HB 1584, sponsored by Potenza, would specify in state law that parents are not required to use any specific form, but rather “may provide any written statement attesting to the religious exemption.” HB 1584 would also require that any time the Department of Health and Human Services promotes vaccines in an advertisement, its website, or any printed materials, it has to write that “MEDICAL AND RELIGIOUS EXEMPTIONS ARE AVAILABLE UNDER NEW HAMPSHIRE LAW” in “bold, clearly noticeable, starred print on the front or top portion of the material.” The bill would impose a fine of up to $1,000 on any department employee or officer who violates this requirement. Potenza argued the state makes it too difficult for parents to be aware of their rights to religious or medical exemptions.
“New Hampshire law has long recognized religious and medical exemptions from immunization requirements,” Potenza said at a January legislative hearing. “These exemptions are not new. What has changed is how clearly or how consistently those rights are communicated to parents and the public. This bill addresses that gap.”
The House Health, Human Services, and Elderly Affairs Committee voted, 10-8, to advance HB 1584 with the recommendation that the full House pass it. The House is scheduled to vote on the bill Thursday.
Relatedly, HB 1616, sponsored by Barnstead Republican Rep. Barbara Comtois, would prohibit any state agency or political body in New Hampshire from spending money to advertise vaccines. The House Executive Departments and Administration Committee will vote on this bill in the coming weeks.
Forbidding vaccine clinics during school
HB 1449, sponsored by Hampton Republican Rep. Linda McGrath, would make it illegal for public and charter schools to hold vaccine clinics on their campuses during school hours and would require parents and guardians to be present for a child to get vaccinated at a clinic held at a school outside school hours.
Eliminating foster parent requirements
HB 1219, sponsored by Brentwood Republican Rep.
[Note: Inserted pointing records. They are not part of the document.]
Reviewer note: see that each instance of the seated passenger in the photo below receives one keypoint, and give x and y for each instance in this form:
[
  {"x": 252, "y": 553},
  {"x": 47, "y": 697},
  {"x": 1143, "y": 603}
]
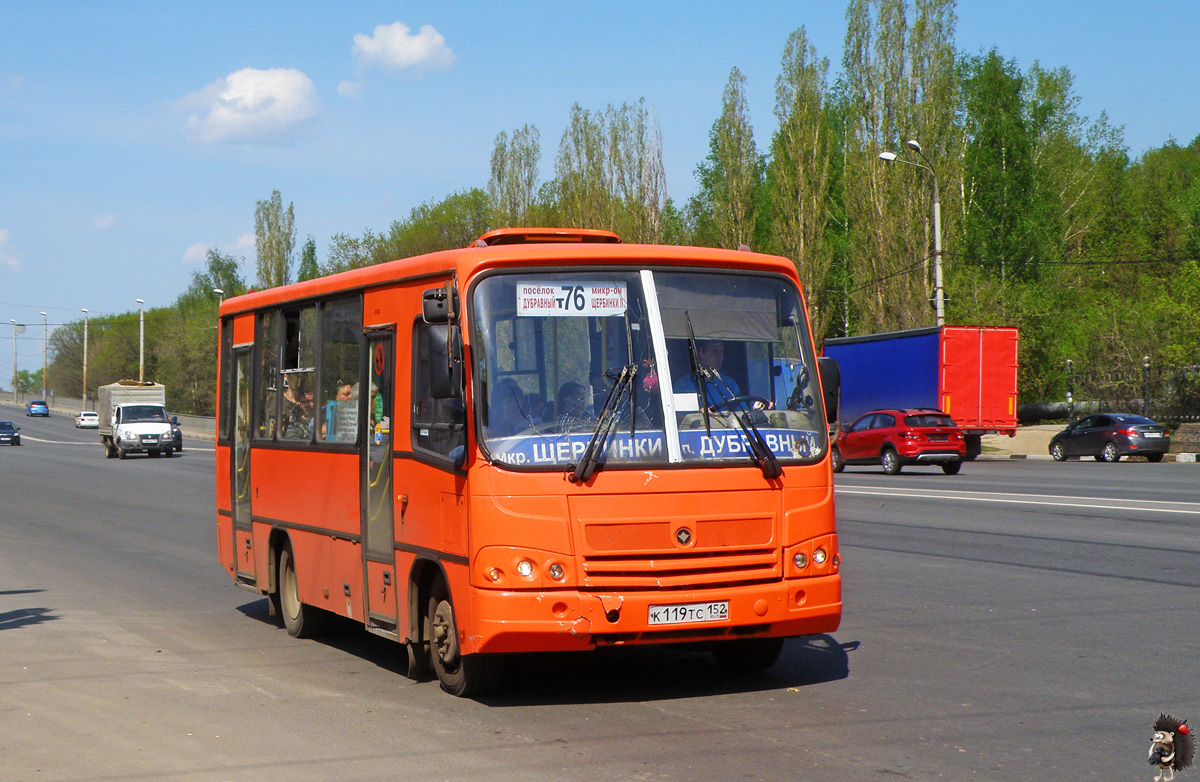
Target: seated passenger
[
  {"x": 509, "y": 413},
  {"x": 299, "y": 422},
  {"x": 711, "y": 354}
]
Melissa Litchfield, would eliminate any additional vaccination requirements for foster parents that go beyond what is already enshrined in state law for everyone.
Department of Health and Human Services policy currently requires foster parents be up to date on their pertussis (commonly known as whooping cough) vaccinations if they’re caring for an infant and on their annual influenza (flu) vaccinations if they’re caring for a child with special medical needs.
The House Health, Human Services and Elderly Affairs Committee will vote on HB 1219 in the coming weeks.